Но в квартире, маленькой и уютной, заставленной всем, что когда-то занимало пять больших комнат отдельного дома, каждый уголок напоминал об Эвардсе. Чтобы как-то освоиться, Роуз, пока на кухне закипал чайник, принялся рассматривать фотографии. На каждой из них был Джордж…
Вот традиционный кадр. Снята вся команда – первый ряд сидит, второй стоит. Еще фотографии: Джордж на фоне Эйфелевой башни… перед игрой на «Уэмбли»… возле своего дома… с матерью…
Громоздкий старый сервант забит призами – кубками и вазами, статуэтками и жетонами.
Мэдж, торопясь, ставит на стол чайник и наливает чай.
– С молоком?
– Да, спасибо, – Дональд подвигает чашку.
– Вот так я и живу. Не удивляйтесь, что переехала. Дороговато стало, да и зачем мне столько комнат одной?
Она смотрит на Дональда жадными глазами – ведь он для нее частица того мира, в котором жил ее Джордж. Дональду становится не по себе от ее изучающих взглядов. Он смущенно спрашивает:
– На здоровье не жалуетесь?
– Э! – машет она рукой. – В моем возрасте ни на что не жалуются, даже на здоровье. Что толку в жалобах… Пришла старость и забрала все… Все забрала…

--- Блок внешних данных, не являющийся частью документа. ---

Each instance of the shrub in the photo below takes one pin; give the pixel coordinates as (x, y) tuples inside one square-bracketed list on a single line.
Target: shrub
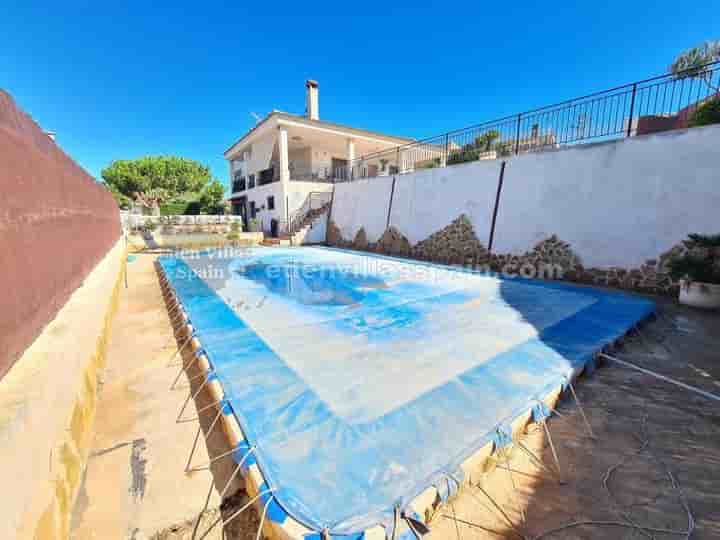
[(701, 263), (193, 208), (174, 208), (706, 114)]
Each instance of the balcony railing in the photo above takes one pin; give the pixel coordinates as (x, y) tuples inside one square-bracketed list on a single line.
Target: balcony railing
[(330, 175), (239, 183), (268, 176)]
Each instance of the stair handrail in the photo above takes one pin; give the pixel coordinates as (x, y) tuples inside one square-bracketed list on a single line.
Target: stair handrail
[(298, 216)]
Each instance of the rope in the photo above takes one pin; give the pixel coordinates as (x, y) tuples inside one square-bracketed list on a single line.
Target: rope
[(262, 518), (237, 513)]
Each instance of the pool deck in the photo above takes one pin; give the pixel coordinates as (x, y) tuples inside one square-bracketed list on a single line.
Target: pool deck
[(135, 486)]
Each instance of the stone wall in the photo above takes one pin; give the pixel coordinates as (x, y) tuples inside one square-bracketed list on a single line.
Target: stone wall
[(551, 258), (609, 213)]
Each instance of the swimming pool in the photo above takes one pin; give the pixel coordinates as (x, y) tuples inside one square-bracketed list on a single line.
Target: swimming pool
[(359, 381)]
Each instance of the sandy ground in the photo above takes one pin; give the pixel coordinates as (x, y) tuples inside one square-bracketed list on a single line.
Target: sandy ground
[(652, 469)]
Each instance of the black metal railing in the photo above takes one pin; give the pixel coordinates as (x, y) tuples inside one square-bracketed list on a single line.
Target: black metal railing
[(239, 183), (657, 104), (268, 176), (330, 175)]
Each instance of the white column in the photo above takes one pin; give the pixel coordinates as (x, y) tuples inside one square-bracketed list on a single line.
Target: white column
[(283, 155), (284, 174), (350, 147)]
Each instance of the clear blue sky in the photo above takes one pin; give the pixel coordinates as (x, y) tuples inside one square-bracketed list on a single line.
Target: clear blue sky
[(138, 78)]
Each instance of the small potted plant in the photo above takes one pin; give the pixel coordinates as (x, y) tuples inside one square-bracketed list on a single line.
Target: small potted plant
[(698, 271)]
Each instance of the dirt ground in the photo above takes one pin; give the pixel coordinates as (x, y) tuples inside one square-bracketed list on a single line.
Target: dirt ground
[(651, 469)]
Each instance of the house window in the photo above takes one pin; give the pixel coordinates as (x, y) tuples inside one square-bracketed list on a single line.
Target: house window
[(238, 183)]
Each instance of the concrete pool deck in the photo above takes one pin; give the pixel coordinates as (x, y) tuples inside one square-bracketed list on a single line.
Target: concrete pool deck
[(135, 485)]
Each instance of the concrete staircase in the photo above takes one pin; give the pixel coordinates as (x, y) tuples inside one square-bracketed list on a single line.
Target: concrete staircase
[(300, 229)]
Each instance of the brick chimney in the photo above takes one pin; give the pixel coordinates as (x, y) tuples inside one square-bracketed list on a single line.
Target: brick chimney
[(312, 107)]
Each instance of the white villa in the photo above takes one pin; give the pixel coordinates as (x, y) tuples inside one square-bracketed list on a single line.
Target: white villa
[(278, 166)]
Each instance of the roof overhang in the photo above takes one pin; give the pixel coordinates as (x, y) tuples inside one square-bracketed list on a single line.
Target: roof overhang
[(278, 119)]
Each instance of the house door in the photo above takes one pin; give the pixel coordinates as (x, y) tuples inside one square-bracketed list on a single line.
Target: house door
[(240, 209), (338, 168)]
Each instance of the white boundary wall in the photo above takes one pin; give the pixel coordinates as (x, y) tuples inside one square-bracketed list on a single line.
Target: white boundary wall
[(617, 203), (362, 203), (426, 201)]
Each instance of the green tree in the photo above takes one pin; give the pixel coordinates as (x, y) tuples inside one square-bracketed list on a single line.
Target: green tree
[(486, 141), (212, 197), (173, 175), (693, 63)]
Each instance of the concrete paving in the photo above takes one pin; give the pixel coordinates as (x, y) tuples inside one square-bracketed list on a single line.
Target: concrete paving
[(135, 485), (655, 458)]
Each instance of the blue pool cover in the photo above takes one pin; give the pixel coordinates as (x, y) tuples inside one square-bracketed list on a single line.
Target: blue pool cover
[(362, 380)]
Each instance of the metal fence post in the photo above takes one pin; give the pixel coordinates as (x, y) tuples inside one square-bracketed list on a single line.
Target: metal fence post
[(632, 110), (447, 142)]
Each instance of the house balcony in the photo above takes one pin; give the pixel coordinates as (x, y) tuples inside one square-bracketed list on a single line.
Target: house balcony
[(303, 172)]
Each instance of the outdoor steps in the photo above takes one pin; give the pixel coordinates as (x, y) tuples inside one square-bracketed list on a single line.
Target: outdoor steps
[(297, 238)]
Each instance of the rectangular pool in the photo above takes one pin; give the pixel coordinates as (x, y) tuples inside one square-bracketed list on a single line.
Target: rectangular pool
[(361, 380)]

Она разводит руками и смотрит мимо него на стену. Смотрит на портрет сына. И Дональд чувствует, что не сможет сказать этой старой одинокой женщине, зачем он к ней пришел. А она, вдруг спохватившись, спрашивает:
– Ну, что я все про себя да про себя… Ты, наверно, по делу какому?

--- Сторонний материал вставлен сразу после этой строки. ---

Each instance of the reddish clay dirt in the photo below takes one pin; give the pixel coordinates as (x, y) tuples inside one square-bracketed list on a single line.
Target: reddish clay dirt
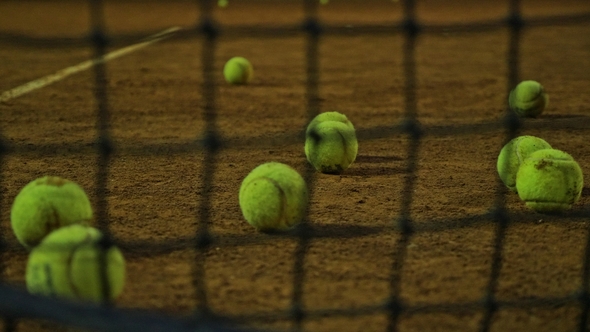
[(154, 96)]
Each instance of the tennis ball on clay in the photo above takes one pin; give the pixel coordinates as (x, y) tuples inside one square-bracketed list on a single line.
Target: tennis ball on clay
[(549, 180), (46, 204), (331, 145), (514, 153), (273, 196), (238, 70), (67, 264), (528, 99)]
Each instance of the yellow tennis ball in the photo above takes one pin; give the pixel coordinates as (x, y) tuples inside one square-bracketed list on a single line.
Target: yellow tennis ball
[(514, 153), (67, 264), (46, 204), (549, 180), (238, 70), (331, 145), (273, 196), (528, 99)]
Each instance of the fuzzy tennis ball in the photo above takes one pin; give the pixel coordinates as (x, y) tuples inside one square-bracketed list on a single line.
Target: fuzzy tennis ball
[(549, 180), (528, 99), (273, 196), (514, 153), (330, 144), (67, 264), (45, 204), (238, 70)]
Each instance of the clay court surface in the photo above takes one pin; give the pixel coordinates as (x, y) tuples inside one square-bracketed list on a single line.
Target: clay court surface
[(155, 97)]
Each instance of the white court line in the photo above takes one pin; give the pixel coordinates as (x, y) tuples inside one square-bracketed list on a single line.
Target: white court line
[(61, 74)]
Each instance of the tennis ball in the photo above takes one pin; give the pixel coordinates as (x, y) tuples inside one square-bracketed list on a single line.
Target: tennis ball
[(528, 99), (514, 153), (67, 264), (238, 70), (549, 180), (273, 196), (45, 204), (330, 143)]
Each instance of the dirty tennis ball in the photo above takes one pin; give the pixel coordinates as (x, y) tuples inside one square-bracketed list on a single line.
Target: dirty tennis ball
[(46, 204), (528, 99), (273, 196), (514, 153), (331, 145), (238, 70), (549, 181), (67, 264)]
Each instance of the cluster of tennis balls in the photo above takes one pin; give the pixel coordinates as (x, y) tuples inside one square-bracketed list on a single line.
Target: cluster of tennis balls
[(546, 179), (274, 196), (528, 99), (51, 217)]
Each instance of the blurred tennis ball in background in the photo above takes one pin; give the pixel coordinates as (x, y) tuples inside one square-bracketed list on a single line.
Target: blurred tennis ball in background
[(514, 153), (528, 99), (331, 145), (273, 196), (549, 180), (67, 264), (46, 204), (238, 70)]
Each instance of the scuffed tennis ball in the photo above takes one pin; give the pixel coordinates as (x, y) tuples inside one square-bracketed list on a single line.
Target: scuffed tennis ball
[(46, 204), (549, 180), (331, 145), (238, 70), (528, 99), (273, 196), (67, 264), (514, 153)]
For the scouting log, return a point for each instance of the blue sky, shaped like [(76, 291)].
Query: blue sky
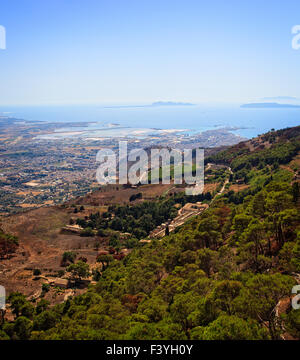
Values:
[(137, 51)]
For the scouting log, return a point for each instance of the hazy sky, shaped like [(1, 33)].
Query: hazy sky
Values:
[(135, 51)]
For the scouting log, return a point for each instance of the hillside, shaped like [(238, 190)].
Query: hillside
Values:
[(226, 274)]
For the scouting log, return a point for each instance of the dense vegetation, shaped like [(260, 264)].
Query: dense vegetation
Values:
[(219, 277), (139, 219), (8, 244)]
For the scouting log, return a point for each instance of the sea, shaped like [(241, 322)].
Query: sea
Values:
[(192, 119)]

– Да нет… Так просто. Был в районе вашего старого дома. Новая хозяйка сказала, что давно не Живете. Захотелось найти, узнать, как себя чувствуете, – сочинял он на ходу, стараясь придать словам хоть какое-то подобие искренности, – Спасибо, Дон, милый. Это очень любезно с твоей стороны – не забыть старуху. Да еще в суматохе твоих дел. Ты и сейчас как ненормальный носишься? Помню, непоседливей моего Джорджа тогда был…
Дональд понимал, что любой разговор с Мэдж, о чем бы он ни заговорил, непременно закончится воспоминанием о Джордже.

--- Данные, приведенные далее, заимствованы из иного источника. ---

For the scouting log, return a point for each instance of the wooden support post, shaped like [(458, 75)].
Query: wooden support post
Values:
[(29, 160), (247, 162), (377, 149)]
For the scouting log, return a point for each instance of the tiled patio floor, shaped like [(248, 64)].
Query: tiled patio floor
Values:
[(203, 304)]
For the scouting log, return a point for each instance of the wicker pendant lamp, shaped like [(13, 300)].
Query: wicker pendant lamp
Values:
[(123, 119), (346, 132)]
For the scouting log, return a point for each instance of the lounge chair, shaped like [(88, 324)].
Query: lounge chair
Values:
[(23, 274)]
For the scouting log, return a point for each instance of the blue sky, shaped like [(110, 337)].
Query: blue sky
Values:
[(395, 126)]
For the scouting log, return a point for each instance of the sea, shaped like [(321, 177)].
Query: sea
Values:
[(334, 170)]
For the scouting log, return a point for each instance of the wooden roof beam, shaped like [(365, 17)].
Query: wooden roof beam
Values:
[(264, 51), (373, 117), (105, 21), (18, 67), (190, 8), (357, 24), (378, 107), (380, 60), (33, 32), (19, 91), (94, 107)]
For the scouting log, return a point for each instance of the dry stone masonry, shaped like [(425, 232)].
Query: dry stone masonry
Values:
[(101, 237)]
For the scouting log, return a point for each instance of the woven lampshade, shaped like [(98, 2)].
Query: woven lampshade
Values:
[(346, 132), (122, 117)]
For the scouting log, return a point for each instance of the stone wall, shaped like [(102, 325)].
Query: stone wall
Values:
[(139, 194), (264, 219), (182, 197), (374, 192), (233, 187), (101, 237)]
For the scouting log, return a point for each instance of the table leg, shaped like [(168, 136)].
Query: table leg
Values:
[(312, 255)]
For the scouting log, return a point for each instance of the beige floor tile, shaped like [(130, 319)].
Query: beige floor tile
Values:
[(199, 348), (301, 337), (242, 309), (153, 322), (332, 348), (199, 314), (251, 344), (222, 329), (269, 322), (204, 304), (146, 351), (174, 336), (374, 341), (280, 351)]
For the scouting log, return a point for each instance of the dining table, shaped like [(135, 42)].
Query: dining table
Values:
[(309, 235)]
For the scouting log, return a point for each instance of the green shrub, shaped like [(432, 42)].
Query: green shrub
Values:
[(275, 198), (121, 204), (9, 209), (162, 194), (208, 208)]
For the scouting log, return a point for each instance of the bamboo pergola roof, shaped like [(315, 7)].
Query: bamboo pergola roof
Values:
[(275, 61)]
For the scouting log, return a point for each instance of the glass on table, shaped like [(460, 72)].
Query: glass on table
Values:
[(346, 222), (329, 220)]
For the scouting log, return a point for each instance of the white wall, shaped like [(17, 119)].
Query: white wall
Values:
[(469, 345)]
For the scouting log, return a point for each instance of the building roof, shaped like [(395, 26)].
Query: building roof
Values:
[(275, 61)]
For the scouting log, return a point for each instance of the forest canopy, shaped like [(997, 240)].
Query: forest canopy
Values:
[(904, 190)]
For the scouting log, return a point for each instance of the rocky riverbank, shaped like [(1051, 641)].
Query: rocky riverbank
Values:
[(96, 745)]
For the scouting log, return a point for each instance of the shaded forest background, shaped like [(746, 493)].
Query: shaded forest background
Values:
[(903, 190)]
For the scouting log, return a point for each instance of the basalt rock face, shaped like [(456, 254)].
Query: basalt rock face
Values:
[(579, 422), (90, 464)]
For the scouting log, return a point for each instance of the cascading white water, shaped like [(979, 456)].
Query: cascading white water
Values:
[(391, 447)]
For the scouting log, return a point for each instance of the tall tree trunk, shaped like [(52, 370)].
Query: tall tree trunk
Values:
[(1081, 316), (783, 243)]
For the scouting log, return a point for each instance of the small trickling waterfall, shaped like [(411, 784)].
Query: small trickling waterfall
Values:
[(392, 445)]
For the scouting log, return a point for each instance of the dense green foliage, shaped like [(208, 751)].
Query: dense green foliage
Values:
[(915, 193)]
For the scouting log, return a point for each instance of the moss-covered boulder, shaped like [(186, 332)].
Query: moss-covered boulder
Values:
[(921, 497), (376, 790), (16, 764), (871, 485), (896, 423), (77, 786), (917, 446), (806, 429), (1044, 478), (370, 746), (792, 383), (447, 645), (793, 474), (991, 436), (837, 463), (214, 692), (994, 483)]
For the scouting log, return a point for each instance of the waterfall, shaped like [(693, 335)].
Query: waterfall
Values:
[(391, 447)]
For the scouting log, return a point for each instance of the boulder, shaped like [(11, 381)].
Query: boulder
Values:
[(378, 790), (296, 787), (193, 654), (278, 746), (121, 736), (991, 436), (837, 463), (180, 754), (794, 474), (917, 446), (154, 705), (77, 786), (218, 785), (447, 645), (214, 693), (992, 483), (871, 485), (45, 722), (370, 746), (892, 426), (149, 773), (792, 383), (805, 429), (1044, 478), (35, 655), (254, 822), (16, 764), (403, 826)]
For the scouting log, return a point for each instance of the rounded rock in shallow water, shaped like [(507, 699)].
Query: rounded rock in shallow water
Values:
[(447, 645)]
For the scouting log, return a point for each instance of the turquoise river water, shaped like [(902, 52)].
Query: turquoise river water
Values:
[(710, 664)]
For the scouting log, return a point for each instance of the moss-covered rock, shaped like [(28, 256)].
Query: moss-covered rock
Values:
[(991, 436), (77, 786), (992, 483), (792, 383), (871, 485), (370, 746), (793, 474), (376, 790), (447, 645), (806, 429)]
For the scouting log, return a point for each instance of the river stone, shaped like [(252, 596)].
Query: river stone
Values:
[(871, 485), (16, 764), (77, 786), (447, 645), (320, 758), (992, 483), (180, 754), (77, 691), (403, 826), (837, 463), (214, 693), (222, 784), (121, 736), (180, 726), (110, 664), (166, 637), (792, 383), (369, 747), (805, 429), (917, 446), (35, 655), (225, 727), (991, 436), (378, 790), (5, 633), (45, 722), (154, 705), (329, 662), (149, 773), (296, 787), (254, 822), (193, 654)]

Они сидели, пили чай с тостами и не спеша говорили.
В душе Дональда невольно рождалось горькое чувство.
«А после меня, кто после меня будет хранить такую вот память, любовь, которая сильнее смерти? В чьем сердце останусь я? Барбары?»
Дональд начал слишком поспешно прощаться. Мэдж не удерживала. Она с улыбкой смотрела на него, и по ее счастливому лицу было видно, что эта короткая встреча доставила ей столько радости, сколько не выпадало за годы ее одинокой жизни. И что она понимает – Дону надо спешить, жизнь молодых не стоит на месте. И только в этой покорности судьбе, пожалуй, и угадывался душевный надлом старой женщины.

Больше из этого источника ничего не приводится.